Because of the way Dropbox works, any change temporarily creates two versions of a file: the new version, resident on your computer, and the old version, resident in the cloud. Best practice would be to hold onto the cloud version until the local version uploads successfully, or vice versa if the cloud version is newer.

So my guess is that these files are appearing in the Trash as part of Dropbox’s post-sync cleanup. While I’m just speculating, it’s easy enough to test the hypothesis: create a simple RTF file in TextEdit. Upload to Dropbox. Make an edit to that file from a different computer, then see if re-syncing it to the original computer causes a copy to appear in the Trash.

Katherine

My Scrivener files had never been edited on a different computer until a couple days ago and that caused me a very nasty shock this morning when I suddenly found myself wondering where 50,000 words had gone missing. This was syncing via DropBox between Mac and Windows versions of Scrivener.

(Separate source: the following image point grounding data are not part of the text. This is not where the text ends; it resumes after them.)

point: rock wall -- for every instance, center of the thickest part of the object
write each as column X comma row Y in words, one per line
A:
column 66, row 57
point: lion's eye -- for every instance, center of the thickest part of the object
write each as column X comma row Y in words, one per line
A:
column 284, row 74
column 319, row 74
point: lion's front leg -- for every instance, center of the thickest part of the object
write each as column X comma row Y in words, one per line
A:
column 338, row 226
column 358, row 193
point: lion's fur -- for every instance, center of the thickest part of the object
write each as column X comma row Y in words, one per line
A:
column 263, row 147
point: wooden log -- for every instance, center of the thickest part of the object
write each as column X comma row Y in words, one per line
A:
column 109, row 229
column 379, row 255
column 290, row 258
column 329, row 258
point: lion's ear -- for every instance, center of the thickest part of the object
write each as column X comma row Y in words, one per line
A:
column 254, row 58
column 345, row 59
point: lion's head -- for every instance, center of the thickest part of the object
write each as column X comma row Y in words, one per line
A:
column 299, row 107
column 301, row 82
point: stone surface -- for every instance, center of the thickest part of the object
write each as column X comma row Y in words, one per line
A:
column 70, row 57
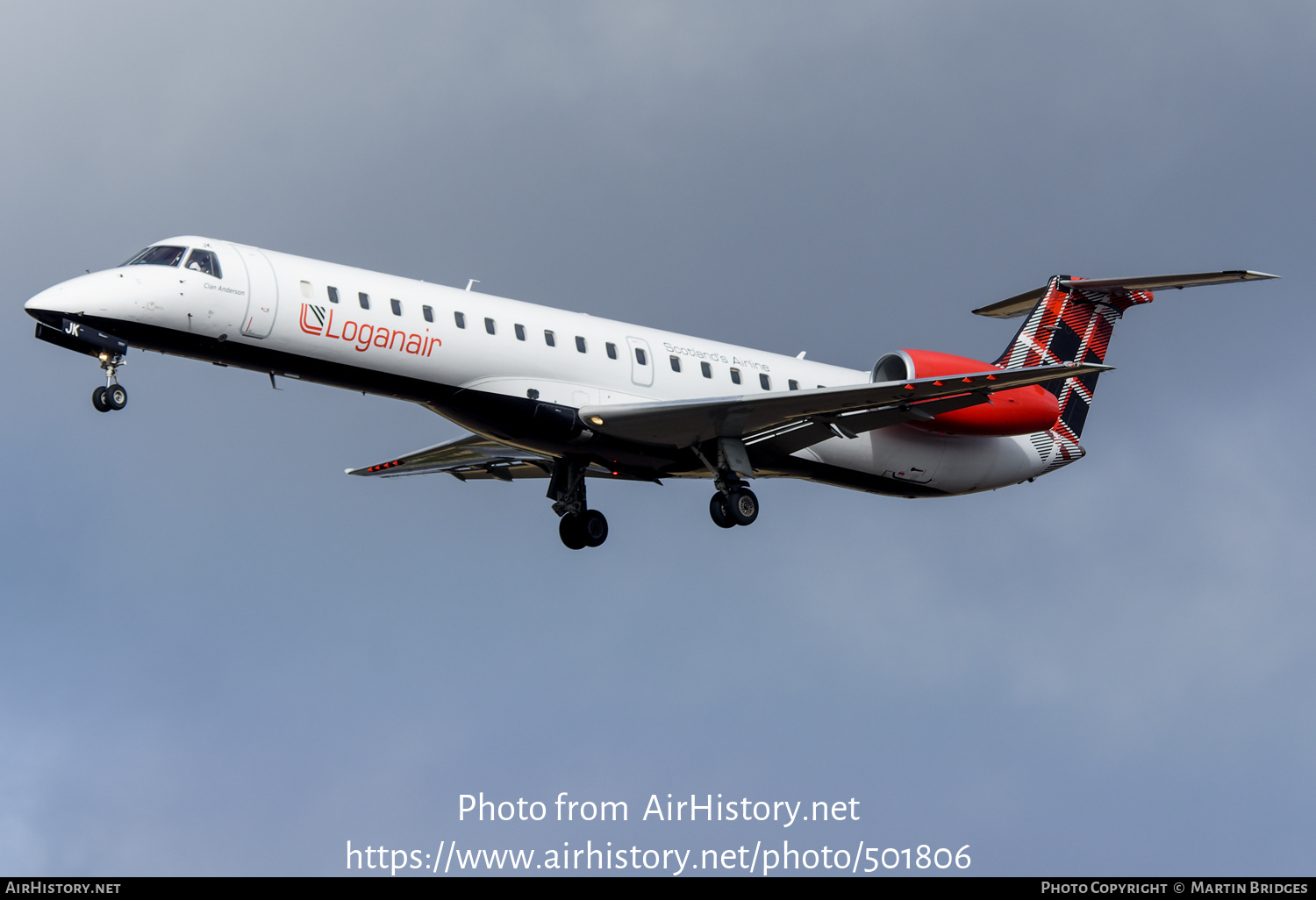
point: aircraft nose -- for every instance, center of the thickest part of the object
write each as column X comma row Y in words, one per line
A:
column 68, row 297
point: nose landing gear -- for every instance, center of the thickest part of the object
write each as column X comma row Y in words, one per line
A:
column 113, row 395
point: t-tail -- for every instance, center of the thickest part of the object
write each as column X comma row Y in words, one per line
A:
column 1070, row 320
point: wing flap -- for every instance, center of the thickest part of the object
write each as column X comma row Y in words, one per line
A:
column 470, row 457
column 684, row 423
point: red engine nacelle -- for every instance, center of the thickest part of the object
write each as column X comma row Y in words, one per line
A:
column 1019, row 411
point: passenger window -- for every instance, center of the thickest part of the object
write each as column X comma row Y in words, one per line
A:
column 204, row 261
column 158, row 257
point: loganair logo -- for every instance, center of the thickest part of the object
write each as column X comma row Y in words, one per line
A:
column 318, row 321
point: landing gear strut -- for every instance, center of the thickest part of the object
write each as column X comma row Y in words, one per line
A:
column 113, row 395
column 579, row 526
column 734, row 503
column 736, row 507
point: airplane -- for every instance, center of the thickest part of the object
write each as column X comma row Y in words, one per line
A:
column 566, row 396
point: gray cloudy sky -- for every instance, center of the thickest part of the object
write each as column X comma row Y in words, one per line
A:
column 224, row 657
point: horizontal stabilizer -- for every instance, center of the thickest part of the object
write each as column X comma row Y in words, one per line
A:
column 1023, row 303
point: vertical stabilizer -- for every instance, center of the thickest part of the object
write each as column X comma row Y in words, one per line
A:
column 1070, row 324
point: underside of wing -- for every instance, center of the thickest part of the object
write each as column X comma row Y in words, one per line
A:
column 826, row 412
column 466, row 458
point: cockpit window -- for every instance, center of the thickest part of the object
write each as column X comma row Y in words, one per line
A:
column 162, row 255
column 204, row 261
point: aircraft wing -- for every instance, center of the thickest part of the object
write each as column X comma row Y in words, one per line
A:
column 840, row 411
column 466, row 458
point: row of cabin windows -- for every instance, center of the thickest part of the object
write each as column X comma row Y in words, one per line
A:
column 363, row 299
column 707, row 371
column 550, row 339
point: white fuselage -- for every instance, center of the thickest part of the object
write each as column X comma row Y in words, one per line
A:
column 499, row 346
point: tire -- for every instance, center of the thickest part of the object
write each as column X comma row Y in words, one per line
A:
column 718, row 510
column 116, row 396
column 742, row 507
column 594, row 528
column 569, row 529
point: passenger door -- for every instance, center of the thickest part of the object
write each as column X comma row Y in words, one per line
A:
column 641, row 362
column 262, row 292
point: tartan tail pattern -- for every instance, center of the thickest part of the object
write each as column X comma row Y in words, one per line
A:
column 1068, row 326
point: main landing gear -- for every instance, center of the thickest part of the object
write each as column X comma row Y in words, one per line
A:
column 734, row 507
column 579, row 526
column 733, row 504
column 113, row 395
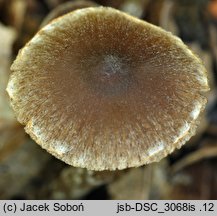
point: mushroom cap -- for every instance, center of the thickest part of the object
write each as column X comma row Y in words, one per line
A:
column 100, row 89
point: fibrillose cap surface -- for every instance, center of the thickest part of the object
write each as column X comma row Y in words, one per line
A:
column 100, row 89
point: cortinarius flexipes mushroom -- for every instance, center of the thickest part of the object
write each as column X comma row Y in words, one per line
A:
column 100, row 89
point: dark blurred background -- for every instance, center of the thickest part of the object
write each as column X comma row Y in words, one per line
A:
column 29, row 172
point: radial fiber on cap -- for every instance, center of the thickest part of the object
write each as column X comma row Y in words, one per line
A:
column 100, row 89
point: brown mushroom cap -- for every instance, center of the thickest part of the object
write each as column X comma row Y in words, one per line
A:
column 100, row 89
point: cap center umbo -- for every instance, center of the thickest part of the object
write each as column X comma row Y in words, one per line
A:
column 109, row 75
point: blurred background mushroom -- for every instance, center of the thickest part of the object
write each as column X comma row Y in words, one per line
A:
column 92, row 102
column 174, row 177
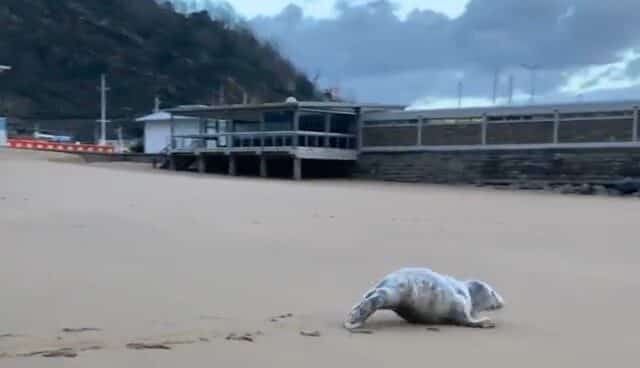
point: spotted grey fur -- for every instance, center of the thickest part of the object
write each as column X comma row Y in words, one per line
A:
column 420, row 295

I’ve now managed to recoup the lost work thanks to backups and have it all back in place on the Mac but I won’t touch the Windows version again until this project is finished and locked down. I purchased the Windows version yesterday thinking it would allow me to work on the laptop but I don’t feel confident doing that at this stage.

This problem with files appearing in the trash could well be DropBox related but the last one I saw dated back many months ago and there must have been countless updates during that time to DropBox.

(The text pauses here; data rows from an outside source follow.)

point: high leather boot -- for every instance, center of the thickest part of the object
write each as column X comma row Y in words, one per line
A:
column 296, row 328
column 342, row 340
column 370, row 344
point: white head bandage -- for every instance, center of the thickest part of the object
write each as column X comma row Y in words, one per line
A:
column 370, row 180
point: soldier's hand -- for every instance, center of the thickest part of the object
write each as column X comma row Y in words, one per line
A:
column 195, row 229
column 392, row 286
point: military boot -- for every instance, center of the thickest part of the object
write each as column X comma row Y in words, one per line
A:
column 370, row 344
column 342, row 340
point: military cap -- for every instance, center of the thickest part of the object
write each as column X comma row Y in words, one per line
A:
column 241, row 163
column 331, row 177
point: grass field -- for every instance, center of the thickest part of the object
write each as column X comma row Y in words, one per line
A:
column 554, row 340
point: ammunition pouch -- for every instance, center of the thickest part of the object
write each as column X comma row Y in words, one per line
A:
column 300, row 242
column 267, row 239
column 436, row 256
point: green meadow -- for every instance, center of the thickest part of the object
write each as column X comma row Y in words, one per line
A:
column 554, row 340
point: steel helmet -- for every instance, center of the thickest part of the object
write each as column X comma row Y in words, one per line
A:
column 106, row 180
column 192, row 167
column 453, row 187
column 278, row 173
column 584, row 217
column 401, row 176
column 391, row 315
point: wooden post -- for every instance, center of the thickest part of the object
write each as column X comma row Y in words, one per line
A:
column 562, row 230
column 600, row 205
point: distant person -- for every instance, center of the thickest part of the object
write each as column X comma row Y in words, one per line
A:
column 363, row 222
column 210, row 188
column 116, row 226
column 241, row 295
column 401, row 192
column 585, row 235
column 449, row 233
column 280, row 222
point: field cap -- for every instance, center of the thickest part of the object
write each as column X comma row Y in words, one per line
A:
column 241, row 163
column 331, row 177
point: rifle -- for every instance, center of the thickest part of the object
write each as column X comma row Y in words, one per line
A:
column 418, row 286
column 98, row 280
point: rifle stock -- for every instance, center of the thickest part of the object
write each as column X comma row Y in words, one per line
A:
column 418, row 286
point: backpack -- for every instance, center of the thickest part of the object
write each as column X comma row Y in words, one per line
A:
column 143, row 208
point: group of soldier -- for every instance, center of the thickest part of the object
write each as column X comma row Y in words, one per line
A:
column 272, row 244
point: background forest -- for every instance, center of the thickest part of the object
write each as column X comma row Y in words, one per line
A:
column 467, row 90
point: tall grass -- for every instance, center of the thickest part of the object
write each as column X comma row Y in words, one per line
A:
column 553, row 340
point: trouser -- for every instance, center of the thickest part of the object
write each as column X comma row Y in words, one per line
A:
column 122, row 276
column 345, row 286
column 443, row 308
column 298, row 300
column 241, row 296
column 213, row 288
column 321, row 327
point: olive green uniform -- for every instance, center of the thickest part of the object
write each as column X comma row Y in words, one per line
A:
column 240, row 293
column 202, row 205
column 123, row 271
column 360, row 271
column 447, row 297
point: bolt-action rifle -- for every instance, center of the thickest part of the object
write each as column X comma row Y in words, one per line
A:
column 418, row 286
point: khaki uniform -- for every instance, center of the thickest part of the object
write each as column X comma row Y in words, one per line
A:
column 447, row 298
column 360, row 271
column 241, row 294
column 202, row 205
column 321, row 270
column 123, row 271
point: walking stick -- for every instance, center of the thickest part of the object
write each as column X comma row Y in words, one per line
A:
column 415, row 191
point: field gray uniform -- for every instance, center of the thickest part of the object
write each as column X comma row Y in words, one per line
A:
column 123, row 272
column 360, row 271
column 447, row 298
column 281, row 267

Ow. I’m sorry to hear your initial experience with the Windows version was poor.

If you plan to use Dropbox to share work between systems, you should read this thread, on best practices to avoid synchronization conflicts:
https://forum.literatureandlatte.com/t/using-scrivener-with-dropbox/11295/1

Sync conflicts are probably the number one cause of data loss-related support requests, but there are a few things you can do to dramatically reduce the risk.

Katherine

Hi Katherine,
I’ll definitely read that thread later on. I did actually drop an email to support on Friday before purchasing the Windows version to ask about this very issue and followed the mentioned guidance:

scrivener.tenderapp.com/help/kb/ … patibility

scrivener.tenderapp.com/help/kb/ … th-dropbox

I was able to get everything back by locating the last backup done using Windows and because I was feeling paranoid I copied the compressed backup onto a USB stick before transferring it to the Mac and copying it to DropBox from there. Now I’m back up to 56,000 words with nothing lost but I shall stick with the Mac version.

Something I found slightly awkward during the salvage operation is that the Mac version identifies the project folder as a single item like example.scriv, whereas I found myself dealing with elements within the .scriv file using Windows and it was all a bit confusing. I wondered if this is what was throwing the cross platform synchronisation. I’ve used DropBox for years and exchanged files between platforms without ever having an issue like this before.

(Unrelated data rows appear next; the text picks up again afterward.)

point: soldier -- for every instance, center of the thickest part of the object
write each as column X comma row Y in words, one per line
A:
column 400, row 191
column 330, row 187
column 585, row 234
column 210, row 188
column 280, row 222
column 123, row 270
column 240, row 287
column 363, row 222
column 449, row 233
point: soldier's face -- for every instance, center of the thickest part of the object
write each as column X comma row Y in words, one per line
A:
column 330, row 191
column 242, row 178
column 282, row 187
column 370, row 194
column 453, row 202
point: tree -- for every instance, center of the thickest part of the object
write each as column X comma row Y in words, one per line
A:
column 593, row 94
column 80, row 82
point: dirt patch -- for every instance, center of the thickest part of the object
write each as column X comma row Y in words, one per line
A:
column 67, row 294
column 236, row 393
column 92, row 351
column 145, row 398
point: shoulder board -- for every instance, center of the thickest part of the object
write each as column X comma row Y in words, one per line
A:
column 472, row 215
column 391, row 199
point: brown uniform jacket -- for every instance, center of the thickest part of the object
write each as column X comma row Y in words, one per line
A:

That’s just an illusion on the Mac. In fact there are many things on your Mac that look like files but are in fact folders with a bunch of files in them. Likely every single program in your Applications folder is that way. It is just a feature of how things are displayed, not how they are. So if you copy such a thing to a computer that does not support notions like ‘packaging’, then you’ll see it for what it really is, a folder with a bunch of files in it. The Dropbox concerns are the same for both platforms, because they both use the same format and access it in similar ways.

But to reiterate, I don’t think this is a Dropbox problem. I’ve never heard of it moving files to the Trash, as it has its own deleted file mechanism for recovery that is cross-platform and accessible from any machine via their website. They would have no advantage in using the local machine’s recovery mechanism.